My research lies at the intersection of Natural Language Processing (NLP), Artificial Intelligence (AI),
and text data engineering. Its core is the full pipeline of corpus construction and exploitation:
data collection, filtering, annotation, gold standard construction, model training, and evaluation.
I build corpora and datasets from scratch — multilingual, thematically specialized, web-harvested,
or domain-specific. A central conviction shapes this work: even when using large language models,
the quality of outputs depends on the data we feed them. Being the author of one's datasets,
not merely a consumer of existing benchmarks, is both a methodological choice and a scientific stance.
I automate each step of the pipeline as much as possible, developing custom scripts to make annotation
robust and reproducible — always using and promoting free and open-source software.
I am a member of APRIL, the French association
for the promotion of free software (logiciels libres).
I have applied this approach to a wide range of tasks: opinion mining, sentiment analysis,
explicit and implicit aspect detection, keyword-driven lexicon construction, and press corpus analysis
(e.g., women's professions in French cinema).
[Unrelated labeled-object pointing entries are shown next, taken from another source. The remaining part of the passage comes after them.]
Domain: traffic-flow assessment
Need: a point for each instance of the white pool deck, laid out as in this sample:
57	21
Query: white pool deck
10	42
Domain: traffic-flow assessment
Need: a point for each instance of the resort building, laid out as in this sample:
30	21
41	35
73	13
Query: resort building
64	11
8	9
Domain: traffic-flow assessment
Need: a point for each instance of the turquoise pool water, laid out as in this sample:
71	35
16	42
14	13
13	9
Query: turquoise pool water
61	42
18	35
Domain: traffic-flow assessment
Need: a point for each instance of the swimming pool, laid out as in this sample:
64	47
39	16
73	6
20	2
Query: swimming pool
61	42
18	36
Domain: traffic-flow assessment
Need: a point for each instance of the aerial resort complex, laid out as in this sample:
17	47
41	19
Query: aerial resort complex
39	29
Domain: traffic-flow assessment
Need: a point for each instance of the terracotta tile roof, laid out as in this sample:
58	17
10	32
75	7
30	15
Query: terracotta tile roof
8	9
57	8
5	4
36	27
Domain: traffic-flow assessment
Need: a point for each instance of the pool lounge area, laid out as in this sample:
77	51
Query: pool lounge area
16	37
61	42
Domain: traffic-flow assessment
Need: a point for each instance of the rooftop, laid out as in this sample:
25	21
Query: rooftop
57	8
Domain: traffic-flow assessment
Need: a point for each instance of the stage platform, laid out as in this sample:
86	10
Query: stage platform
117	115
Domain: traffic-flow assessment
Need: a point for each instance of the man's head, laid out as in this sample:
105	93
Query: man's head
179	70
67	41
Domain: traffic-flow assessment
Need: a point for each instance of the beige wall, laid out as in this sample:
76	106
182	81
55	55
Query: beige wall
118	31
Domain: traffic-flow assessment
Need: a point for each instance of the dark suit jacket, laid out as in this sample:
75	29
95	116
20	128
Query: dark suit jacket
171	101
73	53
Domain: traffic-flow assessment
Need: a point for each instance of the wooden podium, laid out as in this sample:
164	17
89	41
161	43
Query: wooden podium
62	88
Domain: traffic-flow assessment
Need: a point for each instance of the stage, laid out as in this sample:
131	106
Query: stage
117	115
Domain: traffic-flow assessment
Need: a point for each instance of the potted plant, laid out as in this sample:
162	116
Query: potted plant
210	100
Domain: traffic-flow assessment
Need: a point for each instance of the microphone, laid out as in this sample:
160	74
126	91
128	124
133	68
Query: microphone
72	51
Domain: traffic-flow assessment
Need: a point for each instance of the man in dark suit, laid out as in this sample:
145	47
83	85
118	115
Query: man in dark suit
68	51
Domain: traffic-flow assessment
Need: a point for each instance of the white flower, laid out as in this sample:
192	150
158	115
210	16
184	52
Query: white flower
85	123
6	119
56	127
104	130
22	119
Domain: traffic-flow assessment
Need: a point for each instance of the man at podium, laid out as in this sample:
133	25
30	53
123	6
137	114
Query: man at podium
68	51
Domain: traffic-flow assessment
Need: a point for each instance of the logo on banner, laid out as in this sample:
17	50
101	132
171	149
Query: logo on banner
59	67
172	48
Beyond the pipeline itself, I actively question annotation methodologies: What makes a valid gold standard?
When does human expertise become irreplaceable — or not fully replaceable? How do we choose and justify
evaluation metrics? These questions are at the heart of my current CNRS delegation at
IRIT, where colleagues in the
ADRIA team
help me explore formal frameworks — belief functions, non-monotonic reasoning — to ground and validate
these methodological choices.
I am committed to interdisciplinary research, convinced that NLP can serve as a methodological partner
for the humanities, social sciences, and the arts. Projects such as
Litte_Bot, MoliAIre, and BrAIcht explore the creative potential of
language models in literary and theatrical contexts.
In 2023, I co-founded the interdisciplinary research group
GLAÇON
with my colleagues
R. Kyriakoglou
and A. Millour.
Finally, I care deeply about teaching programming and AI literacy. Since late 2023, I have developed
courses and workshops to introduce students — in computer science and in the humanities and arts —
to generative AI tools: how they work, how to use them critically and ethically,
and why they should be seen as collaborators, not replacements. Because teaching CS is not only
about technical skills — it is also about forming responsible, critical thinkers.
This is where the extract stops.